Observed Evidences of Frequency-Dependent Site Spectral Amplification due to Strong Structural Control of Active Reverse Faults at Different Three Localities in Japan

Abstract

\n In the present study, observed active fault zone related site amplification is calculated based on Fourier acceleration spectrum (FAS) at three different localities in Japan. For this purpose, the FASs are calculated using 26432 earthquakes recorded at 126 K-NET and KiK-net seismic stations, which are distributed on the fault zones and upthrown and downthrown sides. This observed amplification is strongly frequency-dependent because of the presence of the near-surface low-velocity flower fault structure and the deeper fault zone. Moreover, the amplification patterns at each study area are tectonic-specific patterns.
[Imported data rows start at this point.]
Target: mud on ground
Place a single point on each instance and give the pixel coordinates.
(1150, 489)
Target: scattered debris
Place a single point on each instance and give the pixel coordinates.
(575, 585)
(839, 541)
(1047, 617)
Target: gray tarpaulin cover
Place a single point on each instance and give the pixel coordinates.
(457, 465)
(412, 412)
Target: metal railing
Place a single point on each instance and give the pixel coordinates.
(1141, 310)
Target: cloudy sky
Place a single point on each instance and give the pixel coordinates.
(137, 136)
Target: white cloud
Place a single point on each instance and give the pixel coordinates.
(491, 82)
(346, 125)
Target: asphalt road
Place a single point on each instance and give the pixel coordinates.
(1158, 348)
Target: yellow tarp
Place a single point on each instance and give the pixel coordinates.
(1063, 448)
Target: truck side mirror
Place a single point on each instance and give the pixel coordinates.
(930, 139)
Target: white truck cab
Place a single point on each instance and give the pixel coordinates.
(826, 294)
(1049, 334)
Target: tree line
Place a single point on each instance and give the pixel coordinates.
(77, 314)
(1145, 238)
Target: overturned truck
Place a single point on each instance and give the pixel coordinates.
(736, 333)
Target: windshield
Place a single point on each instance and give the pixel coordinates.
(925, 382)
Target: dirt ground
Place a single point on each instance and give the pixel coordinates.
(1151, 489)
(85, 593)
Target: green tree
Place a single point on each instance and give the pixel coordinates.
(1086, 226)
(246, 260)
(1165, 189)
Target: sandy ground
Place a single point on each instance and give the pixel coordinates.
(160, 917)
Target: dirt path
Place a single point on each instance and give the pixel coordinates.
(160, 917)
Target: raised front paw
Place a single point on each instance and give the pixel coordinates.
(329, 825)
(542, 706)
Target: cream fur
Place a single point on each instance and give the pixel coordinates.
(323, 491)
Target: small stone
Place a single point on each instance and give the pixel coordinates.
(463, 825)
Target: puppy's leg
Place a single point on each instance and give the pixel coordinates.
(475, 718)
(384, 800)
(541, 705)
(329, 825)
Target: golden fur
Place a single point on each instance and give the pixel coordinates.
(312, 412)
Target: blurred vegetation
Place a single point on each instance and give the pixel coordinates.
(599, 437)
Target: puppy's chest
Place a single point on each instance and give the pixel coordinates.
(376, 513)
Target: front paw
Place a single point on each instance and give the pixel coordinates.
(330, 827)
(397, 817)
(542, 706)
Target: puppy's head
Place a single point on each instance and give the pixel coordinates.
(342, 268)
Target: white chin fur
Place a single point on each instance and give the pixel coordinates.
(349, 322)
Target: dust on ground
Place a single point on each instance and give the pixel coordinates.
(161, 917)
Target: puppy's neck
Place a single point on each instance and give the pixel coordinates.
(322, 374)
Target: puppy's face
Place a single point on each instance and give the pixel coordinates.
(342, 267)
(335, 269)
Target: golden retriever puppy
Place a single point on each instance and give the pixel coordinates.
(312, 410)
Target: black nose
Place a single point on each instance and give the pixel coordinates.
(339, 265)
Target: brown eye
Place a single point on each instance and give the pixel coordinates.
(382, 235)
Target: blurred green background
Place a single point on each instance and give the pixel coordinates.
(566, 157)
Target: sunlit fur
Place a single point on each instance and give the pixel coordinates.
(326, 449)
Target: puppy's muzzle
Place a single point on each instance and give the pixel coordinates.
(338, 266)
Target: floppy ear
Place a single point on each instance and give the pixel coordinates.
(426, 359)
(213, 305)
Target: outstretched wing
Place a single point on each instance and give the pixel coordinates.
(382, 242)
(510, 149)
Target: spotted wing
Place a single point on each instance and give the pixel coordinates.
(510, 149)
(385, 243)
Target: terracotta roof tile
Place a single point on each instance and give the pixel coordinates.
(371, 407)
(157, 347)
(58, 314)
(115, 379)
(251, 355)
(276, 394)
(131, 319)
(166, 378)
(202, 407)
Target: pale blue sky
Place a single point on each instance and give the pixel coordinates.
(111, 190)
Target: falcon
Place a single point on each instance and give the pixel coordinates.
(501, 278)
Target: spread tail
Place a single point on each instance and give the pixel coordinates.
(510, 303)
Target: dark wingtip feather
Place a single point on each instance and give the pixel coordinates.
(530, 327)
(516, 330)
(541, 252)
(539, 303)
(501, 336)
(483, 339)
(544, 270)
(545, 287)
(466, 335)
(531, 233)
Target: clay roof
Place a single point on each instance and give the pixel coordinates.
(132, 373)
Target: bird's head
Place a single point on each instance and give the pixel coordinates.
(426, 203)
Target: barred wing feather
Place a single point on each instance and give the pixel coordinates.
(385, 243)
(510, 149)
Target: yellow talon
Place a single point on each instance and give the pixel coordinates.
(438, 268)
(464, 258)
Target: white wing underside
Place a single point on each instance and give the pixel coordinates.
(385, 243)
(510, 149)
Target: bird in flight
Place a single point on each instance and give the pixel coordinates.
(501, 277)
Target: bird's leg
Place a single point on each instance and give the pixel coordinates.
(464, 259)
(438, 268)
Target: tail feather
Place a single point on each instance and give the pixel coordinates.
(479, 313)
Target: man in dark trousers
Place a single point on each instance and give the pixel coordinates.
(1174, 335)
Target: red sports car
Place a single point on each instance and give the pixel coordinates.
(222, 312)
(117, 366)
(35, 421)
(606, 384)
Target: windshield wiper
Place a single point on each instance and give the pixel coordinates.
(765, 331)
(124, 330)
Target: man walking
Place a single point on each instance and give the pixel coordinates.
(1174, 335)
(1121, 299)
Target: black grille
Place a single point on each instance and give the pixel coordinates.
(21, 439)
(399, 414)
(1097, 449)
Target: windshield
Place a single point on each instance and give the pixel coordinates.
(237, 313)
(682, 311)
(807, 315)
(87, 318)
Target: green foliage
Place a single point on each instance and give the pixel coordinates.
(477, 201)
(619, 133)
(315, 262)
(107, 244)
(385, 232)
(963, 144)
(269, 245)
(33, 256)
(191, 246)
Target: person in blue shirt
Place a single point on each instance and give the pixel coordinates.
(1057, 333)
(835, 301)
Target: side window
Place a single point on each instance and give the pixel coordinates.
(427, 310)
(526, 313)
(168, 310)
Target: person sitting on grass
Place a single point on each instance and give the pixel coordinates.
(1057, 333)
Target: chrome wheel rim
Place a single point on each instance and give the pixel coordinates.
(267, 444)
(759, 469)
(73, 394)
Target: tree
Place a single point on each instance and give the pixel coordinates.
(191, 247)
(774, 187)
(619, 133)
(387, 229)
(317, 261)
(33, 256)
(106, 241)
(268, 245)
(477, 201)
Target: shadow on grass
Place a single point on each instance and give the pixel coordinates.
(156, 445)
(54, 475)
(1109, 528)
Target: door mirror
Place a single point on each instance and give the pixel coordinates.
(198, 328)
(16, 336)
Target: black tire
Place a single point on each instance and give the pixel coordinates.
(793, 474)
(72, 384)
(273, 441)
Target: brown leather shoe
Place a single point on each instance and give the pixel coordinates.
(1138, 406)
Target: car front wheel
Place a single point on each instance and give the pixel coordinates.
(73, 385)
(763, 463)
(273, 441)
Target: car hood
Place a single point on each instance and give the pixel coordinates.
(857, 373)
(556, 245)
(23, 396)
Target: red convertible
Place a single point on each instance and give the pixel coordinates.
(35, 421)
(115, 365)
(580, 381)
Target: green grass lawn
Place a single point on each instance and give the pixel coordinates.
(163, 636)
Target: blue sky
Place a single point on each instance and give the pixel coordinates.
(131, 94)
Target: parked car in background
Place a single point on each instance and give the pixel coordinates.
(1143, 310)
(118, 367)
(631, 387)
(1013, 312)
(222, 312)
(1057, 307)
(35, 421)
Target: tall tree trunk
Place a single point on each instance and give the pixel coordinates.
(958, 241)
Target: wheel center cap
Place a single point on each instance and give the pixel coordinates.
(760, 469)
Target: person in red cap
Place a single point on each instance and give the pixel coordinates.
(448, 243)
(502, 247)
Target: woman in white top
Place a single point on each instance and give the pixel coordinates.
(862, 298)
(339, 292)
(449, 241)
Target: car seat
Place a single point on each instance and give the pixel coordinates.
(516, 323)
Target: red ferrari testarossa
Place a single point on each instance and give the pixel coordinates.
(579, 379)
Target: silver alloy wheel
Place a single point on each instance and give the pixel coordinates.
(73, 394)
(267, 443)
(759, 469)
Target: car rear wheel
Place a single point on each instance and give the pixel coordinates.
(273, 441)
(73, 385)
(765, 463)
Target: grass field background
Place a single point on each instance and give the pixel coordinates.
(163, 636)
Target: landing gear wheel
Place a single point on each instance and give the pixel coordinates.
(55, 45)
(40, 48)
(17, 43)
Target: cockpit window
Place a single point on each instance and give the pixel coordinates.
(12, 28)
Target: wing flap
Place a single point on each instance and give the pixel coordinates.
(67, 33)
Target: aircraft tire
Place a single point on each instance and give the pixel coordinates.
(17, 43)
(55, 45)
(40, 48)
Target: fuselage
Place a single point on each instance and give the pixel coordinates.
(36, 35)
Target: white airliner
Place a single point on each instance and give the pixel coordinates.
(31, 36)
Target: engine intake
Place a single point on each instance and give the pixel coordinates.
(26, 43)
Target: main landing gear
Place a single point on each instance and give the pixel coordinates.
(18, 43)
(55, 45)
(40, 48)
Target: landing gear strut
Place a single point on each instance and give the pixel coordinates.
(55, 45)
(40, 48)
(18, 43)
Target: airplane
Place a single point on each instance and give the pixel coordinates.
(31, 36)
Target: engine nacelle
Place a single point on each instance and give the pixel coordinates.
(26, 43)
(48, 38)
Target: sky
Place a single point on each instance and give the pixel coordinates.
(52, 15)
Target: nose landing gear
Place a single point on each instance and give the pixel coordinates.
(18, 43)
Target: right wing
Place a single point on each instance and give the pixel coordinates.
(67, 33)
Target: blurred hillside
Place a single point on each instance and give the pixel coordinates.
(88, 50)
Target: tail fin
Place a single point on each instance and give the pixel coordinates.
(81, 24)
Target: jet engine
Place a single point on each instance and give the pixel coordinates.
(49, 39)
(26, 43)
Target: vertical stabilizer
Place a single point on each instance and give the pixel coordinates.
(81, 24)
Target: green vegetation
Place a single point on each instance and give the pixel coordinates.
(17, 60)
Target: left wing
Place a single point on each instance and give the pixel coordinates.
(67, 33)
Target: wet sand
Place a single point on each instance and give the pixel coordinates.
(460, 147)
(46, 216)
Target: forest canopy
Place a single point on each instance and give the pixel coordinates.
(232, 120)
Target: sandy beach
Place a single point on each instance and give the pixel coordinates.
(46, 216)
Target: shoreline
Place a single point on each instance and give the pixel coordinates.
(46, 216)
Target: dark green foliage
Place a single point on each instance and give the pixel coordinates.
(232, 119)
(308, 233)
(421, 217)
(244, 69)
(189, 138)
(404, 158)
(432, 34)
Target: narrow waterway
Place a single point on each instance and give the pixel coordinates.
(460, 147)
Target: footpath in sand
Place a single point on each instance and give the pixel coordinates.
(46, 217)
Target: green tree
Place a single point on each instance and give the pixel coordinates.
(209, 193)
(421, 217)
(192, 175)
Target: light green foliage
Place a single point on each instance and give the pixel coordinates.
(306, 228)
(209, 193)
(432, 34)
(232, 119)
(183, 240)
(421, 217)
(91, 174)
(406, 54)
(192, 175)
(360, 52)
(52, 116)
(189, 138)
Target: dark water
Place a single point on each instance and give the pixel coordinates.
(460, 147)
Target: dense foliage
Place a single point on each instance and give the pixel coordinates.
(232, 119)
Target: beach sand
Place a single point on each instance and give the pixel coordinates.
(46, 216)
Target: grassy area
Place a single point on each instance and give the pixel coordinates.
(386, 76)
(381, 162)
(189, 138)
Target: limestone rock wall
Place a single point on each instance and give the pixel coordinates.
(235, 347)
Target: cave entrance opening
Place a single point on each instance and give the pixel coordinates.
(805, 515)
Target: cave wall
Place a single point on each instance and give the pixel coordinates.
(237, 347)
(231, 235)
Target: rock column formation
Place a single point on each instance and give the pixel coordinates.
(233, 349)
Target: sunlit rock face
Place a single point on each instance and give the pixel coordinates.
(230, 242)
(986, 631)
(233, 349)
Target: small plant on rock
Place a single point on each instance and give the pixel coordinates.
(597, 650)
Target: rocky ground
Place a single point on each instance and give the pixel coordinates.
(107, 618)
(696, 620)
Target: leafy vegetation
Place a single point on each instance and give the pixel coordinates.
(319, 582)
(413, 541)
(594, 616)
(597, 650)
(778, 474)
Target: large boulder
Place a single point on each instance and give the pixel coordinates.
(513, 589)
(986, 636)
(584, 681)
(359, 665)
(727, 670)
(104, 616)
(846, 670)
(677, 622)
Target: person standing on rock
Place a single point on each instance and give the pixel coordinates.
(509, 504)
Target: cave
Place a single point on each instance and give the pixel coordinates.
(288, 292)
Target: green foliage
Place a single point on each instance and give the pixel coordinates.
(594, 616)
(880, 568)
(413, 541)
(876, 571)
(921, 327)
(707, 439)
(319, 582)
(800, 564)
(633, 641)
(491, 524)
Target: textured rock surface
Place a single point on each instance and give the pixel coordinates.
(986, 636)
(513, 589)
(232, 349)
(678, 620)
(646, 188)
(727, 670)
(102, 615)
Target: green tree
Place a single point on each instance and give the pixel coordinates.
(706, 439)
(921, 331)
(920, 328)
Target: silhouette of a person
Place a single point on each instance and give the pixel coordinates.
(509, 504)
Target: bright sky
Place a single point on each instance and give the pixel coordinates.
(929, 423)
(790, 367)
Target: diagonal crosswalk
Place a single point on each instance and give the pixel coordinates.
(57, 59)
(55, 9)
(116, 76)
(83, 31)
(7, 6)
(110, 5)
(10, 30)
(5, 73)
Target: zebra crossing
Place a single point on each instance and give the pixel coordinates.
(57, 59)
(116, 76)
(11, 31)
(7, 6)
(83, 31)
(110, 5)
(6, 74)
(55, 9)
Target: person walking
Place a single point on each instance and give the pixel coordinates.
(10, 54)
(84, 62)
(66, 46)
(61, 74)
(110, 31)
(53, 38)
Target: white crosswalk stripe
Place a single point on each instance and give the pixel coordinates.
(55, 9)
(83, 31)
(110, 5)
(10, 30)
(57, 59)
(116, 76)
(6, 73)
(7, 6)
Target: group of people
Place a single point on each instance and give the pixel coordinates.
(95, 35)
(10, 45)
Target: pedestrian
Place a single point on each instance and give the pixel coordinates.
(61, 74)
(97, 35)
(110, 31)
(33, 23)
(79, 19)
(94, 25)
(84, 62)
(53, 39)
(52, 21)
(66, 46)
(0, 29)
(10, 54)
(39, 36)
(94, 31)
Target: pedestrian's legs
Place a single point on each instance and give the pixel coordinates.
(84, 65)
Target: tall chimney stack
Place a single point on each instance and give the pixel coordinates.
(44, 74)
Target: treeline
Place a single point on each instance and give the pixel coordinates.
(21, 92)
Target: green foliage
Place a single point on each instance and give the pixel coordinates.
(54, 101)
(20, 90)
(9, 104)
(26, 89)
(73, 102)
Sources inside the active fault zones could produce amplification at high frequencies at stations on both fault zone and far away from the fault zone. This is because of the impact of the near-surface fault zone. Sources outside the active fault zones could not produce significant amplification at high frequencies, whereas remarkable high amplification at low frequencies exhibits a gradual increase through stations on hanging walls, fault zones, and footwalls. Remarkably, low-frequency amplification due to sources outside the active fault zones at stations on footwalls is much higher than those observed on hanging walls. Interestingly, the peaks of the low-frequency amplification are corresponding to wavelengths that approximately equalize the width of the fault zone. Diffuse field theory inversion using earthquake horizontal-to-vertical spectral ratio (EHVSR) could successfully detect the presence of fault zone low-velocity layers. However, analyzing the fault zone related site effects using HVSR is not effective because of the strong amplification related structural control of the active fault zones on the ground motions.